I believe that, for numerous folk, the assurance of their faith becomes a tangible reality because they accept the life, crucifixion and resurrection of Jesus for themselves. Others, however, see happiness as being dependent on our circumstances, of how life is treating us, how successful we are and a host of other seeming essentials to being ‘happy’. What if we redefined the word ‘happiness’ with a qualification of our attitude to ourselves; how we handle our circumstances and those things which cross our path which endeavour to pull us down and rob us of our faith and ability to persevere when everything seems to be against us. The happiness which is securely seated in our hearts is unshakeable. It is neither fleeting nor superficial. It is firmly based, so much so, that it rides out the storms and whatever difficulties we find ourselves in. Happiness sustains our hope and hope sustains our happiness. It reveals a contentment of the soul. Trust and patience replace the agitation which conflicts with happiness. Life in general takes on new dimensions when we realise the true depth of happiness.

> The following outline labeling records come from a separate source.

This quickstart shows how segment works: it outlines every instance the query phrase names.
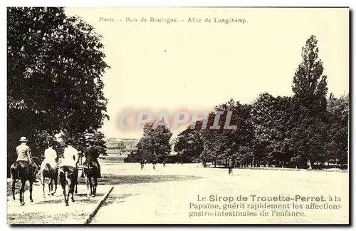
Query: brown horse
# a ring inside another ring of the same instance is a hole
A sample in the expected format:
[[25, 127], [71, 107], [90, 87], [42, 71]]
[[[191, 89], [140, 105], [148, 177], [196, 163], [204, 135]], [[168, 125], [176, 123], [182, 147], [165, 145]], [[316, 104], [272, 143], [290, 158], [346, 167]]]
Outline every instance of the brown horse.
[[69, 195], [71, 194], [72, 202], [74, 202], [74, 188], [78, 185], [78, 168], [64, 165], [59, 168], [59, 181], [63, 190], [64, 202], [68, 206]]
[[15, 200], [15, 184], [17, 180], [20, 180], [20, 204], [21, 205], [25, 205], [25, 201], [23, 199], [23, 195], [25, 192], [25, 185], [26, 182], [28, 180], [30, 182], [30, 201], [33, 202], [32, 200], [32, 186], [33, 184], [33, 170], [34, 168], [30, 167], [28, 162], [24, 160], [19, 160], [12, 164], [10, 168], [10, 171], [11, 174], [12, 179], [12, 197]]
[[[51, 166], [51, 164], [49, 163], [46, 163], [46, 165], [41, 165], [40, 175], [41, 175], [41, 183], [42, 183], [43, 186], [43, 197], [46, 197], [45, 195], [46, 178], [49, 179], [48, 195], [53, 195], [57, 191], [57, 180], [58, 178], [58, 167], [57, 166], [57, 165], [54, 165], [54, 166]], [[54, 191], [53, 185], [53, 181], [54, 181]]]
[[[83, 165], [83, 172], [87, 185], [88, 197], [90, 195], [95, 197], [98, 186], [98, 164], [92, 159], [88, 159]], [[92, 178], [93, 182], [92, 182]]]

Happiness and bitterness cannot walk side by side. It cannot accommodate the self-indulgence of emotions which evolve out of anger, revenge or self-destruction either towards ourselves or someone else. Happiness has been given to us by the Giver of life and is embodied in the life which flows from the cross.

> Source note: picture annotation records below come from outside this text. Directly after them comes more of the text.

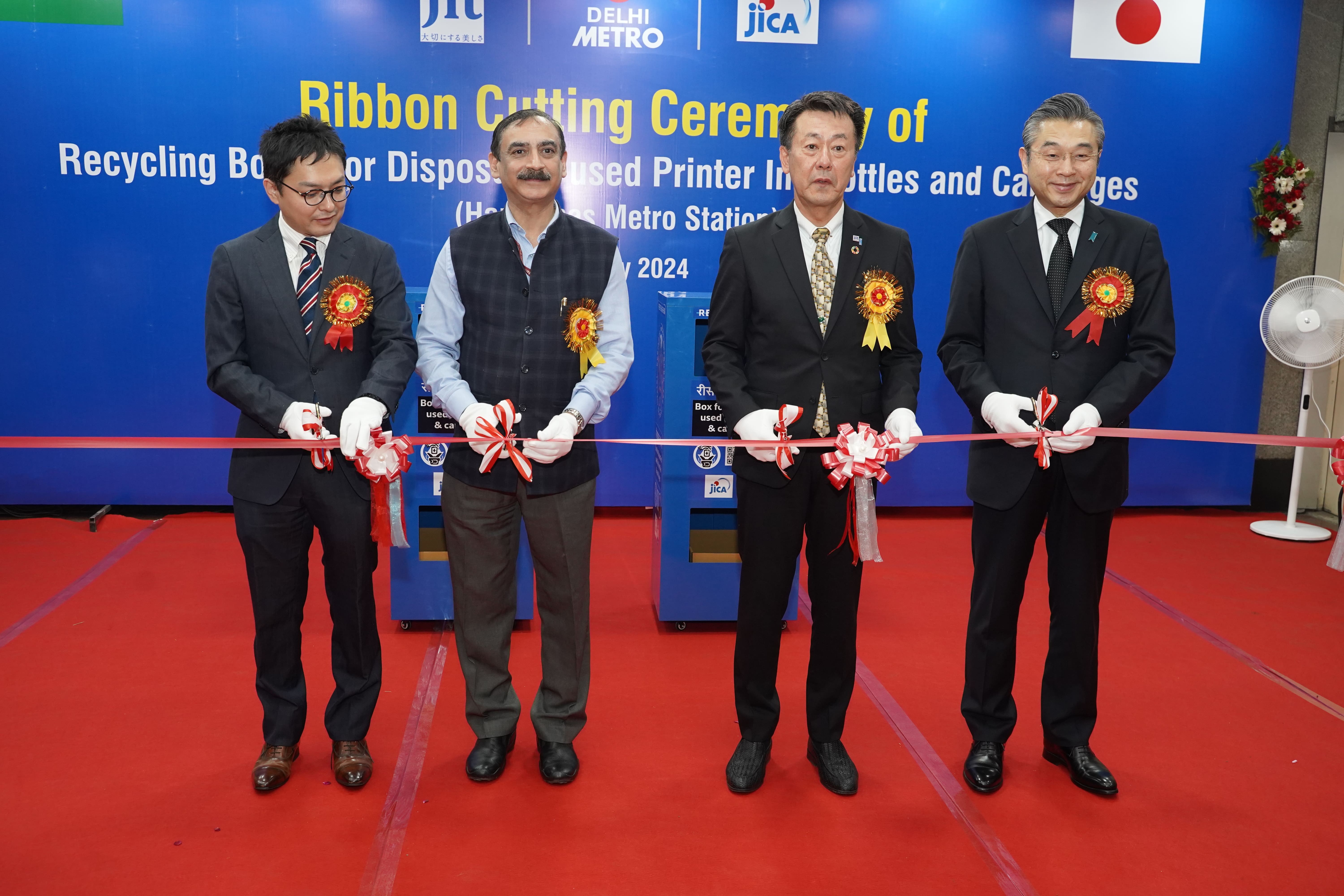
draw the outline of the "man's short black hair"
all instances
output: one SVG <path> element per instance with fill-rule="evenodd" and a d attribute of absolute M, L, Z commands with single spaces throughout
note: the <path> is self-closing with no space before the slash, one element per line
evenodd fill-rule
<path fill-rule="evenodd" d="M 790 102 L 789 107 L 780 116 L 780 145 L 785 149 L 793 148 L 793 126 L 797 124 L 798 116 L 805 111 L 829 111 L 833 116 L 848 116 L 853 121 L 853 146 L 857 149 L 863 145 L 863 106 L 843 93 L 814 90 Z"/>
<path fill-rule="evenodd" d="M 551 122 L 551 126 L 554 126 L 555 132 L 560 136 L 560 154 L 564 154 L 564 128 L 560 126 L 560 122 L 555 121 L 540 109 L 519 109 L 517 111 L 511 111 L 503 121 L 500 121 L 500 124 L 495 125 L 495 133 L 491 134 L 492 156 L 496 159 L 500 157 L 500 138 L 504 136 L 504 132 L 524 118 L 540 118 Z"/>
<path fill-rule="evenodd" d="M 271 183 L 281 183 L 293 171 L 298 160 L 312 159 L 314 163 L 336 156 L 341 168 L 345 167 L 345 144 L 340 141 L 336 129 L 321 118 L 294 116 L 270 126 L 261 136 L 262 176 Z"/>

Why do we not experience this ’happiness’? Jesus warned his disciples of coming trouble and said, ‘I have told you this so that my joy may be in you and that your joy may be complete.’ (John 15:11). This is this joy that is there when men set their hearts against you. I wondered if the simplicity of life has been replaced with the complicated working out of new and better ways of doing things. It is so easy to miss the point and remove the individual choice of being who we really are without conforming to the need for bigger and better ways of experiencing life’s attractions. In other words, can we really work ‘happiness’ out or is it to be found in the small and apparent irrelevancies of each day? Could it be found in a thought or a kindness which can be accepted or acted upon? Is it found in an appreciation that what we cannot change we can face with courage; we can resolve not to become entrenched and seek revenge. Do we know the meaning of, ‘in all things God works for the good of those who love him’? (Romans 8:28).
The cross makes it possible for God to always be with us and because of that even the most insignificant and mundane parts of our lives can contain the deep joy that will mean we can honestly sing, ‘And now I am happy all the day.’